Pünktlichkeit gehört zu den Sekundärtugenden.

http://de.wikipedia.org/wiki/Sekundärtugend


----------



## Frank78

ablativ said:


> Pünktlichkeit gehört zu den *Sekundärtugenden*.
> 
> http://de.wikipedia.org/wiki/Sekundärtugend



Naja, ob man diese als sekundär bezeichnen mag sei dahin gestellt. Mit dem Kampfbegriff stellt man sich schnell in die Lafontain´sche Ecke. 

Laut Aristoteles sind lobenswerte Eigenschaften Tugenden.

Da Unpünktlichkeit tadelnswert ist, würde ich Pünktlichkeit schon schlichtweg als "Tugend" bezeichnen.

Wobei Pünktlichkeit wohl mehr der Subjektivität ausgesetzt ist als Gerechtigkeit...oder doch nicht


----------



## Hutschi

Frank78 said:


> ...
> Laut Aristoteles sind lobenswerte Eigenschaften Tugenden.
> 
> Da Unpünktlichkeit tadelnswert ist, würde ich Pünktlichkeit schon schlichtweg als "Tugend" bezeichnen.
> 
> Wobei Pünktlichkeit wohl mehr der Subjektivität ausgesetzt ist als Gerechtigkeit...oder doch nicht


 
Beachten muss man dabei, dass es unterschiedliche Traditionen in verschiedenen Ländern gibt. In manchen ist Pünktlichkeit fast eine Beleidigung. Eine Bekannte von mir, die von den Phillipinen stammt, hat je nach Kultur unterschiedliche Zeiten für die Einladungen verwendet.


----------



## Cpt.Eureka

Ich würde keine Unterscheidung zwischen Tugend, Moral, Werte und Normen machen, jedenfalls nicht was das Aufstülpen von außen angeht. Das alles sind vage Maßstäbe, die ganz wesentlich vom jeweiligen Kulturkreis und selbst innerhalb dieser vom Wandel der Zeit abhängen.  Da kommen dann auch schnell noch Begriffe wie "Schicklichkeit" oder "die guten Sitten" hinzu, nicht zu vergessen den "gesunden Menschenverstand", denn das "gehört sich einfach".

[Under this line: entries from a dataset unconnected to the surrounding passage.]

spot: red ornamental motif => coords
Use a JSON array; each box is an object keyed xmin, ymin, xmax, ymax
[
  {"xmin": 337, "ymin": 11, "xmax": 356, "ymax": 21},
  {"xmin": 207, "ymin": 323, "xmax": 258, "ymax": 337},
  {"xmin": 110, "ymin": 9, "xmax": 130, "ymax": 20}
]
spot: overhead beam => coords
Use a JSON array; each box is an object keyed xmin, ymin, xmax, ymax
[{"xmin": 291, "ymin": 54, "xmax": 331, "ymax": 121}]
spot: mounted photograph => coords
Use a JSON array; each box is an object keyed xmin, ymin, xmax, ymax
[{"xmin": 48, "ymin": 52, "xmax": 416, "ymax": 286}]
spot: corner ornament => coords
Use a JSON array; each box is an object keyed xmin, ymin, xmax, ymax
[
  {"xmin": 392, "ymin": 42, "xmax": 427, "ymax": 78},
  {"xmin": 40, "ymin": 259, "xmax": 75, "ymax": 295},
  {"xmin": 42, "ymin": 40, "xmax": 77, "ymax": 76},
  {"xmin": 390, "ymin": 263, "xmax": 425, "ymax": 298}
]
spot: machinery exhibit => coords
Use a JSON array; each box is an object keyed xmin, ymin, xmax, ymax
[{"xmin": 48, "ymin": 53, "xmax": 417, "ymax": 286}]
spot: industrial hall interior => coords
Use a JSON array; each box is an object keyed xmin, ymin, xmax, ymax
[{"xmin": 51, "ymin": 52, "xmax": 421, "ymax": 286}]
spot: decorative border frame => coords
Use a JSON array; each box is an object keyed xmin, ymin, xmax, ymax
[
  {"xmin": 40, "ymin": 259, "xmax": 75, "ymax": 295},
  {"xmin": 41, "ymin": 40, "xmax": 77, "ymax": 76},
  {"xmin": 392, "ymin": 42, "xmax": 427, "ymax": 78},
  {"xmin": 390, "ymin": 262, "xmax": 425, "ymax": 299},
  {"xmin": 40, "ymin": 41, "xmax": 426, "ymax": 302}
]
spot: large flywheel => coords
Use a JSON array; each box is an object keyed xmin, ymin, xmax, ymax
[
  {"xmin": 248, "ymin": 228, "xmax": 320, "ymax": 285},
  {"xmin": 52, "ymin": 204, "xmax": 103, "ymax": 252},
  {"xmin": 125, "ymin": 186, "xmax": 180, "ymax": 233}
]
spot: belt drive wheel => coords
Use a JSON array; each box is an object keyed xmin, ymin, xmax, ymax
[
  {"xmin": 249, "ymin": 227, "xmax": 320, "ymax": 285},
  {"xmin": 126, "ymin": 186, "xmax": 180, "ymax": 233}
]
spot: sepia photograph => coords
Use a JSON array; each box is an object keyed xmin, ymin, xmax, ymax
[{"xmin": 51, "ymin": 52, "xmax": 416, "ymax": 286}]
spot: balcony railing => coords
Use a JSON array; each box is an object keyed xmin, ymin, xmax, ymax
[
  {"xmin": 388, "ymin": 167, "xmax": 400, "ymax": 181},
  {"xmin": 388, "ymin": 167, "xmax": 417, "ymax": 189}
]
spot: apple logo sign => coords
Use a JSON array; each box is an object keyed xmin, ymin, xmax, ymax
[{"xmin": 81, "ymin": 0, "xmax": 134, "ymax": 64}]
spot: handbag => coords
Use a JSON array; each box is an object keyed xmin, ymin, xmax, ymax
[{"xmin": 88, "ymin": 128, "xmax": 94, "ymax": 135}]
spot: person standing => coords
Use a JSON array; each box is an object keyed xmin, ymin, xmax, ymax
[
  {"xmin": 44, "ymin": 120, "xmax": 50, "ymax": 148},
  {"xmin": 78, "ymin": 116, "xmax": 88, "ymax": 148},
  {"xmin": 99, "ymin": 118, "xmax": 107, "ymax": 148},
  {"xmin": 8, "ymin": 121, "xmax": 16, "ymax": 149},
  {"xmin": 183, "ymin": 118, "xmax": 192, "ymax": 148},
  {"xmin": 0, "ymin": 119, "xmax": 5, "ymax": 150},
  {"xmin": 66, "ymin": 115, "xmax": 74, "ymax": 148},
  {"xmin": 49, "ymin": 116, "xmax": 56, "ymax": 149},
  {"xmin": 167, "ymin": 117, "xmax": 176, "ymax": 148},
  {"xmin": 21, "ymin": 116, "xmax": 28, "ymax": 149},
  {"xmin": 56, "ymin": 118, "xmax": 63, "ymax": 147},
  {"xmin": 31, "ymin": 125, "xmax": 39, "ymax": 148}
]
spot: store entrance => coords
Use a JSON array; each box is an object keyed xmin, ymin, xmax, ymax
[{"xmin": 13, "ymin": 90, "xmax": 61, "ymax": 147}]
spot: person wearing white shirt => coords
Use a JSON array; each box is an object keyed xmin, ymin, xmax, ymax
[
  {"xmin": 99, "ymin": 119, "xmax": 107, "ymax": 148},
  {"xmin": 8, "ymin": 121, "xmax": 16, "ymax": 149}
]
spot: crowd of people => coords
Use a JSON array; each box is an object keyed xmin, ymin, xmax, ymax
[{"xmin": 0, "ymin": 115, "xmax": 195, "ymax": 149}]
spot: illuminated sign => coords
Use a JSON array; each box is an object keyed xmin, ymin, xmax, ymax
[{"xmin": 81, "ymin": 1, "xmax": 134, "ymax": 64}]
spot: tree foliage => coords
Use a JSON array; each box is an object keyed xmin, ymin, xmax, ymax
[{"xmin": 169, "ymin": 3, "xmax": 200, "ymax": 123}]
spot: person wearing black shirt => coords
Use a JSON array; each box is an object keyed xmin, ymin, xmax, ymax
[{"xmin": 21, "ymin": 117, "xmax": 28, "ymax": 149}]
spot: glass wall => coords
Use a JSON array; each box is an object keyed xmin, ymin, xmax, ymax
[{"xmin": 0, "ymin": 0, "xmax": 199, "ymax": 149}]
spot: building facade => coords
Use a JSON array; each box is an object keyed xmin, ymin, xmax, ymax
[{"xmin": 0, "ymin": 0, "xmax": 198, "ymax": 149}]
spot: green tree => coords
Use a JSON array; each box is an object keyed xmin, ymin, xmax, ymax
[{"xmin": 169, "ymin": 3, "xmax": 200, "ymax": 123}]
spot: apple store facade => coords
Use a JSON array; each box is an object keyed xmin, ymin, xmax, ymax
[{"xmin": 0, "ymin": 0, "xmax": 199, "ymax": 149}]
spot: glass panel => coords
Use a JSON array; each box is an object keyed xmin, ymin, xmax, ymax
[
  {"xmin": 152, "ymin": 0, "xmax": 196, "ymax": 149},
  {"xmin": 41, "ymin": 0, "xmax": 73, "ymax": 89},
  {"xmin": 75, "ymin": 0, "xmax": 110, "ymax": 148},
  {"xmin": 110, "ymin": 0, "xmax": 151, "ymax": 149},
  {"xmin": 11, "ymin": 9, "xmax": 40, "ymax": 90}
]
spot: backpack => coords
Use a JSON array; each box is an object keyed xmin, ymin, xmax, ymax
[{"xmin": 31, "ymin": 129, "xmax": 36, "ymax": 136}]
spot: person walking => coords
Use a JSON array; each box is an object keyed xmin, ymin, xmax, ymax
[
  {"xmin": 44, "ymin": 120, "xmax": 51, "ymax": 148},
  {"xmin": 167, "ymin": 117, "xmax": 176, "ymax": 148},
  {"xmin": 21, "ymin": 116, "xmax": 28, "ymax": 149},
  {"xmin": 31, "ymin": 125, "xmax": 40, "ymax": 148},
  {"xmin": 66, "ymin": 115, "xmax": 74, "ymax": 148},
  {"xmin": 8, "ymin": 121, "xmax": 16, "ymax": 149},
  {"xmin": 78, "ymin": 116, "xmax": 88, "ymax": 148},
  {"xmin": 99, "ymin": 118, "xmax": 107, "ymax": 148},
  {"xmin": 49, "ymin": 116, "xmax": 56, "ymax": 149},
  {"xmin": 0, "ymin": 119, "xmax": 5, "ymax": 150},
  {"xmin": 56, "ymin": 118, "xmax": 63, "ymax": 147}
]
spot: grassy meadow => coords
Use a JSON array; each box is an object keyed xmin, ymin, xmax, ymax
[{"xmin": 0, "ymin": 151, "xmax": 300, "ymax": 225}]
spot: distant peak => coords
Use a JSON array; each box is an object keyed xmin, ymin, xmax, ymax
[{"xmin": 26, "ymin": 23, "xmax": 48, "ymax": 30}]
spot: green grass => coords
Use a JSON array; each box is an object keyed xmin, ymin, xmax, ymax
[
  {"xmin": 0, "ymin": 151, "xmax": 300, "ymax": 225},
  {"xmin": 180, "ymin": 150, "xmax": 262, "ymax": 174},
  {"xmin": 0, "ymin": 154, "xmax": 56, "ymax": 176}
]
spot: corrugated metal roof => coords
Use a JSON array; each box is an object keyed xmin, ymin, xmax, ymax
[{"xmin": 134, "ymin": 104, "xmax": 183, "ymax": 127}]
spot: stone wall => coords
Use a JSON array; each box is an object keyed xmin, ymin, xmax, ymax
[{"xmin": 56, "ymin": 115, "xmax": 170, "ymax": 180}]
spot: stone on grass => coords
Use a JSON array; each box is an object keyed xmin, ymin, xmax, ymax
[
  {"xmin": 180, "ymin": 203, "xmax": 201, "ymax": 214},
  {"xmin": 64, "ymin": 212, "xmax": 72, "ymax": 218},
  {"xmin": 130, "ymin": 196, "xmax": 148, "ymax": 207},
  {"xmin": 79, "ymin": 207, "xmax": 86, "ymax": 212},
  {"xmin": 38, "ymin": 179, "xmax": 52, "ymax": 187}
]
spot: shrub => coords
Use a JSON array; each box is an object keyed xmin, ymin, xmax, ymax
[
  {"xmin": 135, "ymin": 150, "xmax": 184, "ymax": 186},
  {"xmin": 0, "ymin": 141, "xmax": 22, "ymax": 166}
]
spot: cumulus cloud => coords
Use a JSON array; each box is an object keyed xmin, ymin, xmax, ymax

Unter all diesen Dingen verstehen Menschen auf der ganzen Welt grunsätzlich so ziemlich das gleiche, inhaltlich unterscheiden sie sich aber gewaltig.

Schließlich heißt es nicht umsonst, andere Länder, andere Sitten.

Zum Thema: Unter "tüchtig" würde ich heute grundsätzlich "arbeitssam" oder "strebsam" verstehen. Allerdings soll es auch Menschen geben, die "tüchtig reinhauen", meine Waage ist der Meinung, ich gehöre auch zu denen.


----------



## ThomasK

Vielleicht darf ich nochmal meine originelle Frage wiederholen, aber anders ;-): sind die Kriterien die gelten für die Beurteilung von Mensch (ob sie tüchtig sind) ziemlich objektiv und akzeptiert, und nicht etwa die traditionellen Kriterien, die von neuen Chefs nicht mehr anerkannt werden?


----------



## Cpt.Eureka

Ich würde ja sagen, dass in diesem Zusammenhang "tüchtig" mehr oder weniger von "fleißig" abgelöst wurde.


----------



## Hutschi

"Fleißig" reicht aber nicht aus. "Tüchtig" ist ungefähr "fleißig" plus "fähig".


----------



## mannibreuckmann

ThomasK said:


> Vielleicht darf ich nochmal meine originelle Frage wiederholen, aber anders ;-): sind die Kriterien die gelten für die Beurteilung von Mensch (ob sie tüchtig sind) ziemlich objektiv und akzeptiert, und nicht etwa die traditionellen Kriterien, die von neuen Chefs nicht mehr anerkannt werden?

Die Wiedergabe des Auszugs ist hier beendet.